5. Model implementation and results
We implemented the model described above1 and ran several simulations to assess its behaviour. Our simulated driving environment was identical in layout to the virtual environment used by human subjects , in order to be able to directly compare our results to human performance. The implementation consisted of three modules: a ‘speed’ module M(s) that attempted to drive at a particular target speed; a ‘follow’ module M(f) that attempted to follow a lead car, and a ‘lane’ module M(l) that attempted to steer so as to follow the nearest lane on the road. All cars in the simulation drove in a simulated two-dimensional world, described above. Each time gaze was allocated to a new module, we recorded the module that received the gaze, as well as several behavioural measurements (e.g. distance to leader car, current speed, etc.) to verify that the agent was driving appropriately.
Sullivan et al.  instructed subjects driving in a virtual environment to multi-task between the competing goals of trying to follow a leader car (at a distance of one car length and to follow any lane changes by the leader), and maintaining a constant speed. The priority of the two tasks was varied such that when one was high, the other was low, but but the subject must always attempt to do both and not simply ignore one of the tasks. Additionally, subjects drove in some conditions where noise was added to the speed of the car, with the intent of disrupting the maintenance of a constant speed. These manipulations resulted in four conditions where either following a leader or maintaining a constant speed was most important, and velocity noise was either present or absent. They found that task priority increased looks on task-related objects. Additionally, an interaction between priority and uncertainty was found, whereby uncertainty alone did not guarantee increased looks. Instead, only if a task-related object had sufficiently high priority did the addition of uncertainty further increase looks. Look duration histograms for this experiment are replicated in the top row of figure 3.
We ran a set of simulations with our model attempting to replicate this behaviour using parameters set to mimic the original human driver conditions. The model was able to capture several important aspects of the human data, including a sensitivity to both noise and priority, but also a gating effect whereby noise in low-priority tasks had a smaller effect than noise in high-priority tasks. Note, the methodology of Sullivan et al. counted looks on the road and task-irrelevant objects (i.e. looks that were not on cars or the speedometer) as a category termed ‘other’. As the majority of their analysis only addressed looks on the speedometer and on the leader car, we focus our presentation of results on these two modules.
Our model's results, shown under the row of human data in figure 3, are qualitatively similar to the human performance in a virtual driving environment. To compare these results more quantitatively, we used the Kullback–Leibler (KL) divergence , an information theoretic measure of the difference between two probability distributions measured in nats (the base e equivalent of bits). We calculated the individual human subject's divergence from the average human look duration distributions, and also calculated the divergence of simulations results with the average human distributions. The KL divergence values were averaged and found to be comparable: 1.06 for the human subjects versus 1.60 for the model.

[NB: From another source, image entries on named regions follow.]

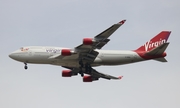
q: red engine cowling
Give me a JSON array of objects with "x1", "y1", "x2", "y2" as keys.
[
  {"x1": 61, "y1": 49, "x2": 72, "y2": 56},
  {"x1": 62, "y1": 70, "x2": 72, "y2": 77},
  {"x1": 83, "y1": 38, "x2": 94, "y2": 45}
]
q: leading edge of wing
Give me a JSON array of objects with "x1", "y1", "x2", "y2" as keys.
[{"x1": 90, "y1": 69, "x2": 123, "y2": 80}]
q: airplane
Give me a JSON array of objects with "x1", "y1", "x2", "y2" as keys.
[{"x1": 9, "y1": 20, "x2": 171, "y2": 82}]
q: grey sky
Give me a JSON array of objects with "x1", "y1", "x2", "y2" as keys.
[{"x1": 0, "y1": 0, "x2": 180, "y2": 108}]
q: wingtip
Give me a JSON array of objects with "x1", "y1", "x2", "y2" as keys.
[{"x1": 119, "y1": 19, "x2": 126, "y2": 24}]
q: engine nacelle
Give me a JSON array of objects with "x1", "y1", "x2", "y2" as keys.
[
  {"x1": 61, "y1": 49, "x2": 72, "y2": 56},
  {"x1": 83, "y1": 38, "x2": 95, "y2": 45},
  {"x1": 62, "y1": 70, "x2": 72, "y2": 77},
  {"x1": 83, "y1": 76, "x2": 98, "y2": 82}
]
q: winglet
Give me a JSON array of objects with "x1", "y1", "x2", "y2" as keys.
[
  {"x1": 118, "y1": 76, "x2": 123, "y2": 79},
  {"x1": 119, "y1": 20, "x2": 126, "y2": 25}
]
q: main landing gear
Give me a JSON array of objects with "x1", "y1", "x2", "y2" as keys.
[
  {"x1": 79, "y1": 60, "x2": 92, "y2": 77},
  {"x1": 24, "y1": 63, "x2": 28, "y2": 69}
]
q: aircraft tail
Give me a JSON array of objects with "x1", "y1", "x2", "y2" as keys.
[{"x1": 135, "y1": 31, "x2": 171, "y2": 52}]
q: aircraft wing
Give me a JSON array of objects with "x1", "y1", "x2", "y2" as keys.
[
  {"x1": 75, "y1": 20, "x2": 126, "y2": 64},
  {"x1": 62, "y1": 66, "x2": 123, "y2": 82},
  {"x1": 76, "y1": 20, "x2": 126, "y2": 51}
]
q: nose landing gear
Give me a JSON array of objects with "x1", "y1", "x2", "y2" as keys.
[{"x1": 24, "y1": 63, "x2": 28, "y2": 69}]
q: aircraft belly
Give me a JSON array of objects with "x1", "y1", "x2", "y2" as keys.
[{"x1": 101, "y1": 53, "x2": 139, "y2": 65}]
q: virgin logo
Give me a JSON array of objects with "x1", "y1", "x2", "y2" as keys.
[{"x1": 144, "y1": 39, "x2": 166, "y2": 51}]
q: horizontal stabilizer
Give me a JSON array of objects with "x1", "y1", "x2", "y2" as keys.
[
  {"x1": 146, "y1": 43, "x2": 169, "y2": 55},
  {"x1": 154, "y1": 57, "x2": 167, "y2": 62}
]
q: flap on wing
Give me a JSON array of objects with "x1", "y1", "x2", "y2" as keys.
[{"x1": 91, "y1": 69, "x2": 122, "y2": 80}]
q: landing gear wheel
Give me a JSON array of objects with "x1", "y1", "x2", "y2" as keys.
[
  {"x1": 24, "y1": 65, "x2": 28, "y2": 69},
  {"x1": 79, "y1": 69, "x2": 84, "y2": 77},
  {"x1": 85, "y1": 64, "x2": 92, "y2": 74}
]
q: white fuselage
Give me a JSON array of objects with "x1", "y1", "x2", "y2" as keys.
[{"x1": 9, "y1": 46, "x2": 144, "y2": 67}]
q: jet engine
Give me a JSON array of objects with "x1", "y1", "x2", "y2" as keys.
[
  {"x1": 83, "y1": 76, "x2": 98, "y2": 82},
  {"x1": 83, "y1": 38, "x2": 95, "y2": 45}
]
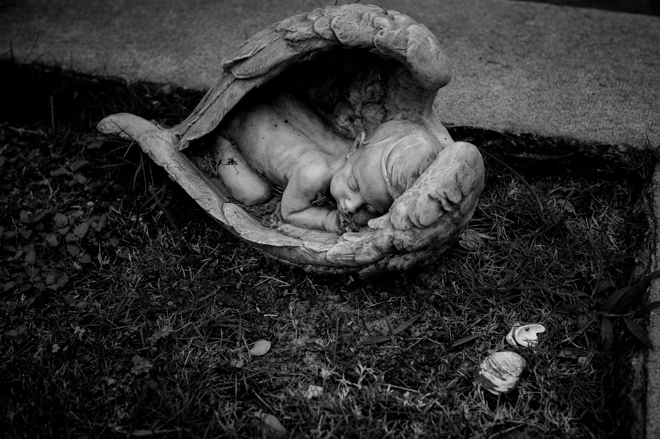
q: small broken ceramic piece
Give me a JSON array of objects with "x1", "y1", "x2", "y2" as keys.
[
  {"x1": 506, "y1": 323, "x2": 545, "y2": 347},
  {"x1": 477, "y1": 351, "x2": 525, "y2": 395},
  {"x1": 250, "y1": 340, "x2": 271, "y2": 357},
  {"x1": 305, "y1": 384, "x2": 323, "y2": 399}
]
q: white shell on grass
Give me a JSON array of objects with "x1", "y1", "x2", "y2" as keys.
[
  {"x1": 506, "y1": 323, "x2": 545, "y2": 347},
  {"x1": 250, "y1": 340, "x2": 271, "y2": 357},
  {"x1": 477, "y1": 351, "x2": 525, "y2": 395}
]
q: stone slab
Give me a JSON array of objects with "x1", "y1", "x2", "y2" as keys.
[
  {"x1": 0, "y1": 0, "x2": 660, "y2": 439},
  {"x1": 0, "y1": 0, "x2": 660, "y2": 147}
]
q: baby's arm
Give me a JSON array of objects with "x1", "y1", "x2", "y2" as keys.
[{"x1": 281, "y1": 162, "x2": 341, "y2": 233}]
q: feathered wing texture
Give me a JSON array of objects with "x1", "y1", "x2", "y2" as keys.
[
  {"x1": 170, "y1": 4, "x2": 451, "y2": 150},
  {"x1": 99, "y1": 4, "x2": 484, "y2": 274}
]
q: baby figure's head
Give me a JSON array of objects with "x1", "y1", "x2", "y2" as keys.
[{"x1": 330, "y1": 120, "x2": 441, "y2": 222}]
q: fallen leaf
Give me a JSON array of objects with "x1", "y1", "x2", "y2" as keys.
[
  {"x1": 50, "y1": 166, "x2": 71, "y2": 177},
  {"x1": 66, "y1": 244, "x2": 80, "y2": 256},
  {"x1": 451, "y1": 334, "x2": 483, "y2": 348},
  {"x1": 603, "y1": 270, "x2": 660, "y2": 313},
  {"x1": 253, "y1": 411, "x2": 286, "y2": 433},
  {"x1": 305, "y1": 384, "x2": 323, "y2": 399},
  {"x1": 250, "y1": 340, "x2": 271, "y2": 357},
  {"x1": 69, "y1": 159, "x2": 89, "y2": 172},
  {"x1": 600, "y1": 317, "x2": 614, "y2": 352},
  {"x1": 360, "y1": 335, "x2": 392, "y2": 346},
  {"x1": 73, "y1": 222, "x2": 89, "y2": 239},
  {"x1": 53, "y1": 212, "x2": 69, "y2": 228},
  {"x1": 634, "y1": 301, "x2": 660, "y2": 317}
]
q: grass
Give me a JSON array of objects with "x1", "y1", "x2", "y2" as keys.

In addition to our scheduling model, a noise-free fixation scheduler was run in the simulation. This scheduler incorporated only the priority of each task in selecting modules for update. Without the noise parameter, the KL divergence rose to 4.43, clearly demonstrating its importance to the model.
To further emphasize the importance of task-based models, we compared the proportion of fixations on task-related targets using our model with two standard saliency measures, the Itti & Koch  saliency model and a central bias model . Figure 4 shows these results and demonstrates how well the model fits the human data. By way of comparison, and as one might expect, without access to the particulars of the task, the observed data cannot be explained by the saliency or central bias models. Keep in mind that the model surely does not include all the aspects that the human is taking into account, but still is a very good approximation to the observed data.
Overall, the modular, soft barrier approach for modelling eye movements in human drivers provides an excellent account of fixation dynamics and suggests that task priority and uncertainty are primary controlling factors in allocating gaze in a multi-task situation. The computation of fixation choices depends only on these two parameters per module. Once they have been chosen, the prediction of gaze distributions is straightforward. A key component of our model arises from its compositional nature, which may scale to other, arbitrary multi-tasking situations given the appropriate selection and design of modules. Additionally, the softmax approach to selecting modules for sensory update has the useful mathematical property of being invertible. This means that human eye fixation data can be fed into the model and be used to provide the most likely set of parameter settings to explain those data. In our current simulations, we used a more simple approach to find reasonable parameter settings, but we plan to develop this inversion more fully and attempt to use this model to recover task priorities and uncertainty levels for the current human dataset as well as future experiments.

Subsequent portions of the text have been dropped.